Вольский слушал Суворова и удивлялся. Прием был ласковый, на какой он и не рассчитывал. Радоваться, кажись, следовало, что начинает карьеру при таких благоприятных обстоятельствах, а у него на душе творилось что-то неладное. Худенький, маленький, некрасивый генерал производил на него неприятное впечатление. Сущая обезьяна, подумал Вольский, и правда ли то, что рассказывают про его подвиги… Что-то мало похож он на героя, скорее на воронье пугало…
Совершенно противоположное впечатление произвел Вольский на Суворова. Молодой, красивый, стройный, с открытым честным лицом, с умным и в тоже время гордым выражением глаз’ говоривших о силе воли, он Сразу завоевал симпатию Суворова, внимательно рассмотревшего его из смежной комнаты.
‘Из этого будет толк’, — подумал генерал, выходя к молодому офицеру, и сделал уже ему подробную оценку.
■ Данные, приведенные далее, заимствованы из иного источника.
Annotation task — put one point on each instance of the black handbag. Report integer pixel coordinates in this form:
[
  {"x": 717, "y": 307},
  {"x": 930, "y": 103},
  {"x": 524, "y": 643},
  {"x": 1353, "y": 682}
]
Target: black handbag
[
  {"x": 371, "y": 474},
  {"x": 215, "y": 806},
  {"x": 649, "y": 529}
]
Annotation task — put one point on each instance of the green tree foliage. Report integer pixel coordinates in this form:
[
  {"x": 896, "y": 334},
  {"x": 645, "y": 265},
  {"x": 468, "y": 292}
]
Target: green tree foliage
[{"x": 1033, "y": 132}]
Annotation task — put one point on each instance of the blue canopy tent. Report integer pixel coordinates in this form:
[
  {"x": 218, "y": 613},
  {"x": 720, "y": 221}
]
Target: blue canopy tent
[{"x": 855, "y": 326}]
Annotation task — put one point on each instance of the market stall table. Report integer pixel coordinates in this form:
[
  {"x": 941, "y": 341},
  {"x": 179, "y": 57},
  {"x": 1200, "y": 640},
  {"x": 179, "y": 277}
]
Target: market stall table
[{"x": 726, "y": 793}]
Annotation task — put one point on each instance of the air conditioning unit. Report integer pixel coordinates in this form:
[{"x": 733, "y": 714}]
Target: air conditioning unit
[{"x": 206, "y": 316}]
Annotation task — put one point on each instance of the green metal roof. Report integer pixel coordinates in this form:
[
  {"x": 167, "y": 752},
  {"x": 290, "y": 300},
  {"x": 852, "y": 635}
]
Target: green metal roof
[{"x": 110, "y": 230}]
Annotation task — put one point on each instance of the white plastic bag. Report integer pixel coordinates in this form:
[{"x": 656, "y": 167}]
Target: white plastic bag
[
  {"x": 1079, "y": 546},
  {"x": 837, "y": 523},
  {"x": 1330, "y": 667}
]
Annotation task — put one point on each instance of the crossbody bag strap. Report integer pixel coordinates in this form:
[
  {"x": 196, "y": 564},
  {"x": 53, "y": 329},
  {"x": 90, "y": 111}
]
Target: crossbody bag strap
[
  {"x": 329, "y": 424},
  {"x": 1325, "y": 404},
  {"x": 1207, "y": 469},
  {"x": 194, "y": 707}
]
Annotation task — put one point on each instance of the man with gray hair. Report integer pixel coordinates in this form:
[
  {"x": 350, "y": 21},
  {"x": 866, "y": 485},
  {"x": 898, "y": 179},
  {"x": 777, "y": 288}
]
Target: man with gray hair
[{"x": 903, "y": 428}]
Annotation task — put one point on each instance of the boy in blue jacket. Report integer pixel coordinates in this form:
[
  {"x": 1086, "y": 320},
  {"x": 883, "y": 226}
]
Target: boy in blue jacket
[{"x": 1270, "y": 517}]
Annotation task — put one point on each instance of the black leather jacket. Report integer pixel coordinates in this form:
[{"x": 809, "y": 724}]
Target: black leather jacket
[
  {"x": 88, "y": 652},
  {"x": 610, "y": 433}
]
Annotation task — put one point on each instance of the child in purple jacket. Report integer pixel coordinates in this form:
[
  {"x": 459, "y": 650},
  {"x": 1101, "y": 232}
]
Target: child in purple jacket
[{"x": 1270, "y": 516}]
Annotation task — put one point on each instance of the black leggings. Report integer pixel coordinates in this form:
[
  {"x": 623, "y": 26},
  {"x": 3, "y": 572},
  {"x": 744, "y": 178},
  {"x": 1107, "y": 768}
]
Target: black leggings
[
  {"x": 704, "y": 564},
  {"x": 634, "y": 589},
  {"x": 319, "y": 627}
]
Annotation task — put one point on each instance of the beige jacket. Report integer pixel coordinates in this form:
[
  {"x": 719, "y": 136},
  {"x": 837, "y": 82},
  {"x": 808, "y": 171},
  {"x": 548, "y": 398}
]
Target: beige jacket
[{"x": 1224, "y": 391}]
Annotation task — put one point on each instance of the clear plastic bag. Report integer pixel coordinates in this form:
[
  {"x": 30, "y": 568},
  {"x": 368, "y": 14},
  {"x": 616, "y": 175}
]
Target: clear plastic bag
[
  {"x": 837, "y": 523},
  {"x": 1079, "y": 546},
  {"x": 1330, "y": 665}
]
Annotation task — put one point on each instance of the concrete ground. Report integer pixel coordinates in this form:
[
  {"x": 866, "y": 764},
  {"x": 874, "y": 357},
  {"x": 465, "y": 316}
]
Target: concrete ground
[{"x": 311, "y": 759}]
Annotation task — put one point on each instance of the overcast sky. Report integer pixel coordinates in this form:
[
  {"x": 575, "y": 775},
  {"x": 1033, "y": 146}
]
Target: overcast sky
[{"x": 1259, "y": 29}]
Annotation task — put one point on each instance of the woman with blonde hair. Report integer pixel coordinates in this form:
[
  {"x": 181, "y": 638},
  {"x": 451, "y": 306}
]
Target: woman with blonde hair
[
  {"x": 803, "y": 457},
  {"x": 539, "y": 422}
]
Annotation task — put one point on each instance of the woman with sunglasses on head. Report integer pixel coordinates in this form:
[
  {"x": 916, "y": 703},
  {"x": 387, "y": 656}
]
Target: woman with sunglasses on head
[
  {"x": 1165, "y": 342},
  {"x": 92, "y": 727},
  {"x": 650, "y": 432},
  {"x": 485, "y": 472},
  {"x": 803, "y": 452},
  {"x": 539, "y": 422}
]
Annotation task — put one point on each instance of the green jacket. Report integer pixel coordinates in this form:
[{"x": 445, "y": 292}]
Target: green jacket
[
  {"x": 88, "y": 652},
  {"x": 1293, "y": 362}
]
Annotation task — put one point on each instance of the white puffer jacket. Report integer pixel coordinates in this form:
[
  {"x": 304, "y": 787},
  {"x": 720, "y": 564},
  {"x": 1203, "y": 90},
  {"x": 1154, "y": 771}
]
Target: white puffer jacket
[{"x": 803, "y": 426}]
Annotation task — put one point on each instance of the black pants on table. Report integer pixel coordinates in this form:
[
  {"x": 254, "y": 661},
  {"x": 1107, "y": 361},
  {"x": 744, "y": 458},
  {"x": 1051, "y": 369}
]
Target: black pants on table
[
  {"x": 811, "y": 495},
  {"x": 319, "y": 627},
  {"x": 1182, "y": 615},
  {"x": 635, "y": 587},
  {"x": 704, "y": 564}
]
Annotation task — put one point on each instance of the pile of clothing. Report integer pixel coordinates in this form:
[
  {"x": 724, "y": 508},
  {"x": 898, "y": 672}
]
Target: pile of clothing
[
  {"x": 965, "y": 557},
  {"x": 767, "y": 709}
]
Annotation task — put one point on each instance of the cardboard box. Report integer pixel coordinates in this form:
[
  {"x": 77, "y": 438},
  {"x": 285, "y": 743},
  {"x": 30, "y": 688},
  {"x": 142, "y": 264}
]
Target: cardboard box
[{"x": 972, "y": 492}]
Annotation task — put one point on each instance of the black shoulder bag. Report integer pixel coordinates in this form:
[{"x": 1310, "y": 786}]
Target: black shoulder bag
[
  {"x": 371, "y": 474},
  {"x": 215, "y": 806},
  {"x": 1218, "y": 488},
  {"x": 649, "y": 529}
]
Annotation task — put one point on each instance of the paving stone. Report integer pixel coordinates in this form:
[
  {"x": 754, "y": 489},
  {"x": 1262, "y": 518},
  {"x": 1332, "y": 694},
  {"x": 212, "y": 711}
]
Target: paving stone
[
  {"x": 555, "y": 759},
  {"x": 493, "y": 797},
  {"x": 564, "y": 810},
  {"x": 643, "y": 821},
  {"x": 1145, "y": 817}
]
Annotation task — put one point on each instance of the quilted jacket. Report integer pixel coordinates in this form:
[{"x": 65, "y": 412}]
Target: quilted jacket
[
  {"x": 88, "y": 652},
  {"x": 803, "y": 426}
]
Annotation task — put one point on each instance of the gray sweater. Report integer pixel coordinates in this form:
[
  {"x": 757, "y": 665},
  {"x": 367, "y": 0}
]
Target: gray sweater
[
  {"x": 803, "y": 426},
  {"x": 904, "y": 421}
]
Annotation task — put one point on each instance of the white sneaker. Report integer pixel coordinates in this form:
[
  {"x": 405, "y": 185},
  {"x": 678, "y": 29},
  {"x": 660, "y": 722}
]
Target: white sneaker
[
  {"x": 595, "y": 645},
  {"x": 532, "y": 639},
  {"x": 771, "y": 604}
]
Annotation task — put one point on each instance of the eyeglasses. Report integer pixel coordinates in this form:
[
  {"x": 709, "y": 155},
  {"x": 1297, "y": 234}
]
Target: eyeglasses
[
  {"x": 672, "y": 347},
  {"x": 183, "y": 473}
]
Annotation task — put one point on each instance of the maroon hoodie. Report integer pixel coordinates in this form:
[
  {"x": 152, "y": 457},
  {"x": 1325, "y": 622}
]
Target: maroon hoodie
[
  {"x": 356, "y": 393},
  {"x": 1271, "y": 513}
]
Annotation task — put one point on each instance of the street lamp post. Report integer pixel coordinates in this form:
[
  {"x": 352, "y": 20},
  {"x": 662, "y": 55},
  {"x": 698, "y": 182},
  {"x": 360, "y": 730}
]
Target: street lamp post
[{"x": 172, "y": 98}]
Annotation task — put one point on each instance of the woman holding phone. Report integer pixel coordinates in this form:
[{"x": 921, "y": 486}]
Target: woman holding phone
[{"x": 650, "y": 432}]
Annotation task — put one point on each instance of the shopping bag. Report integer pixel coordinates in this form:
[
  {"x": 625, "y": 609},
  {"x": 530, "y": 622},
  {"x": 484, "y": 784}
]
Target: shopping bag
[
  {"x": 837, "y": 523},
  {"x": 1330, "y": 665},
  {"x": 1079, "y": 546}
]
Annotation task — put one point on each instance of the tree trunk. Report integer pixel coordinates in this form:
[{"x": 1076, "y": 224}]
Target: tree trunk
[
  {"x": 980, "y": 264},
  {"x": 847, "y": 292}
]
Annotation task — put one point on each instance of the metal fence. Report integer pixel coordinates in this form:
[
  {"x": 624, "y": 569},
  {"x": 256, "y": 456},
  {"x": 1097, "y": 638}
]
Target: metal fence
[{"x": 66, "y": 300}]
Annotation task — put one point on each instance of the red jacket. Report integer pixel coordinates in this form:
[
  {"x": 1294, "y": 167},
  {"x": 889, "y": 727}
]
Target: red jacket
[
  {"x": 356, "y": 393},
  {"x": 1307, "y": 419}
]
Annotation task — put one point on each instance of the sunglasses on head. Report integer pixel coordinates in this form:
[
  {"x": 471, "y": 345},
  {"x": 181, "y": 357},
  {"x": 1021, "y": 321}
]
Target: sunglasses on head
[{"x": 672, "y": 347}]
Вольский чувствовал себя сконфуженным. Встретив радушный и ласковый прием, он досадовал на себя, что не мог откликнуться на него сердечно, он чувствовал’ что в сто ответах слышится официальный тон и что тот восторг от перспективы служить под командою храброго опытного генерала, о котором он говорил Суворову, вовсе не отзывается восторгом.
— Ты брат, я вижу, устал с дороги, поди отдохни. Завтра дела будет немало. У тебя здесь есть кто-нибудь из знакомых?
— Так точно, ваше превосходительство, двоюродный брат майор Ребок.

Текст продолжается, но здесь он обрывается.